To do so we need first a base, let's use linear piecewise function function use in the FE methode

In [4]:
def hat(x,xc,support=1):
    ### P1 function
    # in:
    # x: 
    # xc: center of the peak
    # support: 
    y = np.maximum(1-np.abs((x-xc)/support),0.)
    return y

### Bases function settings

In [5]:
Nf = 15 # number of bases function

xc_list = np.linspace(xmin,xmax,Nf)
xc_list.shape
support = (xmax-xmin)/(Nf-1)

### Draw the hat functions

In [6]:
N = 500 
x_hat = np.linspace(xmin, xmax, N)

In [7]:
fig = plt.figure()
for i in range(0,len(xc_list)):
    plt.plot(x_hat,hat(x_hat,xc_list[i],support))
plt.grid()

<IPython.core.display.Javascript object>

## Fit the data using this base of functions

### Determination of the coefficent by regression

In [8]:
# Construcion of the X matrix
X = np.zeros((Nf,len(x)))         
for i in range(0,len(xc_list)):
    X[i,:] = hat(x, xc_list[i], support)
    #X = np.append(X, [hat(x, xc_list[i], support)], axis=0)
X=X.T    

# Construcion of the Y matrix
Y = y.T

# Computation of the least square estimator
beta = np.dot(np.linalg.inv(np.dot(X.T,X)),np.dot(X.T,Y))

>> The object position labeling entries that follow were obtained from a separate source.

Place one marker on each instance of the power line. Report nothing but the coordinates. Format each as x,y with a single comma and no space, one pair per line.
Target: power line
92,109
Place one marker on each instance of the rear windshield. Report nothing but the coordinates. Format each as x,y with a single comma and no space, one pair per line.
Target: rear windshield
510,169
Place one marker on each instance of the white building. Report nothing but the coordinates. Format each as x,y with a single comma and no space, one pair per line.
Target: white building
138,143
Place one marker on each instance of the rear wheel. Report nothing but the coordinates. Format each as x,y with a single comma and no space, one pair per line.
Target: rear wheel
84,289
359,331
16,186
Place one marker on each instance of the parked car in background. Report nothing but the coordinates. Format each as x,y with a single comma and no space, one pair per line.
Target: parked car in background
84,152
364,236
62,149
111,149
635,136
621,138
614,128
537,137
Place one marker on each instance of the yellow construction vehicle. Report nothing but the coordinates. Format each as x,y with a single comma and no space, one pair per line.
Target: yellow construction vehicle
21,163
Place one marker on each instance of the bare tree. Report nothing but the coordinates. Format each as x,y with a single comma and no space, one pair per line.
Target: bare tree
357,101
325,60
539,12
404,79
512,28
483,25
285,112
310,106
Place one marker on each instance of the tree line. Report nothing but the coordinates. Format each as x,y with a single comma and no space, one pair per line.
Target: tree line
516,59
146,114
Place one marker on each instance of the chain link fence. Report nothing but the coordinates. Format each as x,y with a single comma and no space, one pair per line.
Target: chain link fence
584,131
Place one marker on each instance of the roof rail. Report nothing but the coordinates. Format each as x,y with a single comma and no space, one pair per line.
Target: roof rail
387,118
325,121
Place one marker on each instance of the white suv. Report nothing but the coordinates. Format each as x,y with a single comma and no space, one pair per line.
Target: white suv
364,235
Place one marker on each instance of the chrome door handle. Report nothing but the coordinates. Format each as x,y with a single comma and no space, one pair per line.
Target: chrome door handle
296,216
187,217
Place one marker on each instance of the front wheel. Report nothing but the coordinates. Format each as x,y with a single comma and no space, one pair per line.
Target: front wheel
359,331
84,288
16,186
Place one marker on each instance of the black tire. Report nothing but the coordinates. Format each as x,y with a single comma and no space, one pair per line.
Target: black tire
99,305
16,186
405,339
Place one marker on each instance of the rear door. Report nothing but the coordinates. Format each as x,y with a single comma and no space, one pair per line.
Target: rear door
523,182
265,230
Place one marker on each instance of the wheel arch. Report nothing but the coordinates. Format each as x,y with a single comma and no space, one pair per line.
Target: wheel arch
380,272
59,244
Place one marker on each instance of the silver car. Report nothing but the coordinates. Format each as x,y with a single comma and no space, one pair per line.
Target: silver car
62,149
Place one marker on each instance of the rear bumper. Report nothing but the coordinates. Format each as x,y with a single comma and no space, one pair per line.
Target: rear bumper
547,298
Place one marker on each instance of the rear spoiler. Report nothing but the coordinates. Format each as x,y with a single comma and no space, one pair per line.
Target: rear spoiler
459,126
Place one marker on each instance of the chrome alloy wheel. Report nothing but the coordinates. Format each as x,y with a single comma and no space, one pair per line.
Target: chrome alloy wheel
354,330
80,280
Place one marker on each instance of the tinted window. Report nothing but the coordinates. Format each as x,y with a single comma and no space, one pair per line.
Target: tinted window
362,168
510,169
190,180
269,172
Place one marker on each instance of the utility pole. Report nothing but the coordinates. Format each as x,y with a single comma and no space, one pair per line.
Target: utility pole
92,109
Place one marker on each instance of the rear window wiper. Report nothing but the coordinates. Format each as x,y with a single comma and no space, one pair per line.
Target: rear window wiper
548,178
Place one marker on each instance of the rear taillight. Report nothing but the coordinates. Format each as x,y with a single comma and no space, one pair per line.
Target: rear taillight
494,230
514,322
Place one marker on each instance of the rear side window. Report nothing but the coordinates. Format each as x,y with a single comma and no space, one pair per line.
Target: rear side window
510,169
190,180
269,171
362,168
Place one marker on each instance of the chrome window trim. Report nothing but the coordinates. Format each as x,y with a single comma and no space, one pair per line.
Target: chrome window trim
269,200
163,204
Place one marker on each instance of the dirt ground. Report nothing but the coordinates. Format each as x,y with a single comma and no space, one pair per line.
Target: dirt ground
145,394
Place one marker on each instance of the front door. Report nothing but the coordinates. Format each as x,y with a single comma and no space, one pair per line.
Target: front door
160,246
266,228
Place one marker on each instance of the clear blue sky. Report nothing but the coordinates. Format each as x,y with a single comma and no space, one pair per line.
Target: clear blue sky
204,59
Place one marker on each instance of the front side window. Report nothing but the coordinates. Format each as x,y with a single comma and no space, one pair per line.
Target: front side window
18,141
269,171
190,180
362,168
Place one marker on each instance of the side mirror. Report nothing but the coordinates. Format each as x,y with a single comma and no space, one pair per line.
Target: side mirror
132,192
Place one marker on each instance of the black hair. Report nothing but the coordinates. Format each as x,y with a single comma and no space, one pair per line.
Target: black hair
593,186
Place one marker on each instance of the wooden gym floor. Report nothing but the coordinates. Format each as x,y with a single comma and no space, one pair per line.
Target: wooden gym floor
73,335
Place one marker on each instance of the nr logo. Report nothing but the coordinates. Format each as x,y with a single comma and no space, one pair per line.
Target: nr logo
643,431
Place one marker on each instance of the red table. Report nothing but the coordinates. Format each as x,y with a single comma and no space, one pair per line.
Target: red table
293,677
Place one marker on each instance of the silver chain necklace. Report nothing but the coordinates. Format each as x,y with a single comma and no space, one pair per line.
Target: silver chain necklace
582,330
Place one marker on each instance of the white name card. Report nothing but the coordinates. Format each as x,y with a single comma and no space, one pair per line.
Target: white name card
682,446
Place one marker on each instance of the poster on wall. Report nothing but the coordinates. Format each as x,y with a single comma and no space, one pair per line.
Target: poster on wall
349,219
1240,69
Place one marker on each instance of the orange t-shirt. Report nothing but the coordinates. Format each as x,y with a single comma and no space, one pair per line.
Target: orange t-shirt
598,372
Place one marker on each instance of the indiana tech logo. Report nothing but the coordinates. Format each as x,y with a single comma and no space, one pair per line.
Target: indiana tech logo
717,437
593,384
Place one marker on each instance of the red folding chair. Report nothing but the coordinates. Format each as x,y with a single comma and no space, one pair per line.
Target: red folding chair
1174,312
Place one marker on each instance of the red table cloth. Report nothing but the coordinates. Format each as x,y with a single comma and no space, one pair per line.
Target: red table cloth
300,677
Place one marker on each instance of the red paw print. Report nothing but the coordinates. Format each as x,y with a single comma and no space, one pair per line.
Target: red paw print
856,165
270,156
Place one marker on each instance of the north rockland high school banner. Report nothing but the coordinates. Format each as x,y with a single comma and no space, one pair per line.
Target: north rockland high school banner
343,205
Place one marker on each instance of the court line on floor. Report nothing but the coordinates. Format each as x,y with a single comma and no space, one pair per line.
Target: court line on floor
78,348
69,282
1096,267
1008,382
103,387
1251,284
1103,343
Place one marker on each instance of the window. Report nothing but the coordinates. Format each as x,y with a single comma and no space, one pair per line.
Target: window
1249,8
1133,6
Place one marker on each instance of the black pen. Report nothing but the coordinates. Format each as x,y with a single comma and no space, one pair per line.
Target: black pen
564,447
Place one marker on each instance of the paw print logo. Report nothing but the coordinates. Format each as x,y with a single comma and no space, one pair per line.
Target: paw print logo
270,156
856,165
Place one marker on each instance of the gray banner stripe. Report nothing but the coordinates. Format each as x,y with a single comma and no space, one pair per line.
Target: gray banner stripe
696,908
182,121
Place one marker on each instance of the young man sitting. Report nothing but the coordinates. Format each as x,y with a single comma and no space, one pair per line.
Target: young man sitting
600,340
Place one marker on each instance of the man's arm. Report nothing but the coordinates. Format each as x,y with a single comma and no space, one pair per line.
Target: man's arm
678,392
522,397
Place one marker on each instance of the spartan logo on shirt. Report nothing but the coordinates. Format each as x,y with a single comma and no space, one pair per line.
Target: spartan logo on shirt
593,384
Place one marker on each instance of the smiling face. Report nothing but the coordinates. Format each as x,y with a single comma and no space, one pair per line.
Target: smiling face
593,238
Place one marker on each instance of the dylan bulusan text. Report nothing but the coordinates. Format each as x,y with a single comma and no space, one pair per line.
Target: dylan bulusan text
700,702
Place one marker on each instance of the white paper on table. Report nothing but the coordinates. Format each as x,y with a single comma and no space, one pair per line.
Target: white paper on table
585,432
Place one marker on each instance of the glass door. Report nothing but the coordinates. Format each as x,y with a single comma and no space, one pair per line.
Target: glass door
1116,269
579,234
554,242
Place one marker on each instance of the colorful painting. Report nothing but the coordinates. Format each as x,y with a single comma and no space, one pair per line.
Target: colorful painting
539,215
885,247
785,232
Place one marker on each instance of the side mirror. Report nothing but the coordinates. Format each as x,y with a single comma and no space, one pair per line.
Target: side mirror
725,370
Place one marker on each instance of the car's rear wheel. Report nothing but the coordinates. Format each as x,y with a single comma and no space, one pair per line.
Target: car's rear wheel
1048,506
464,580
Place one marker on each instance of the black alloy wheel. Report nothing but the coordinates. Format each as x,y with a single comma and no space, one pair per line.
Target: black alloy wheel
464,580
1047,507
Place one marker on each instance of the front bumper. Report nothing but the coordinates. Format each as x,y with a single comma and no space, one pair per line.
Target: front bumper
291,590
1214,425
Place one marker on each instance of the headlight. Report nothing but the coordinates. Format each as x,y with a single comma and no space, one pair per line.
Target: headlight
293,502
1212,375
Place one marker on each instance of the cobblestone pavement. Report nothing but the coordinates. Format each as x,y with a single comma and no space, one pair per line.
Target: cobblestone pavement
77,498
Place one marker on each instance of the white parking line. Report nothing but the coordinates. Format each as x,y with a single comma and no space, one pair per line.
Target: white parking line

print("The fitted coeff:")
print(beta)

The fitted coeff:
[ 34.21181689   6.54133034 -19.68973686 -25.06030747 -22.17281562
 -17.19946533 -11.12295646  -6.45010219   2.84929182   0.23314199
   2.97368338  -1.72959454  -2.71579939  -2.05246729  12.67920535]


### Draw the results

In [9]:
N = 100
xi = np.linspace(xmin, xmax, N)

yi = np.zeros(xi.shape)
for i in range(0,len(xc_list)):
    yi = yi + beta[i] * hat(xi,xc_list[i],support)

In [10]:
fig = plt.figure()
plt.plot(x,y,'o',label = "Data")
plt.plot(xi,yi,'r',label = "Regression")
plt.legend()
plt.grid()

<IPython.core.display.Javascript object>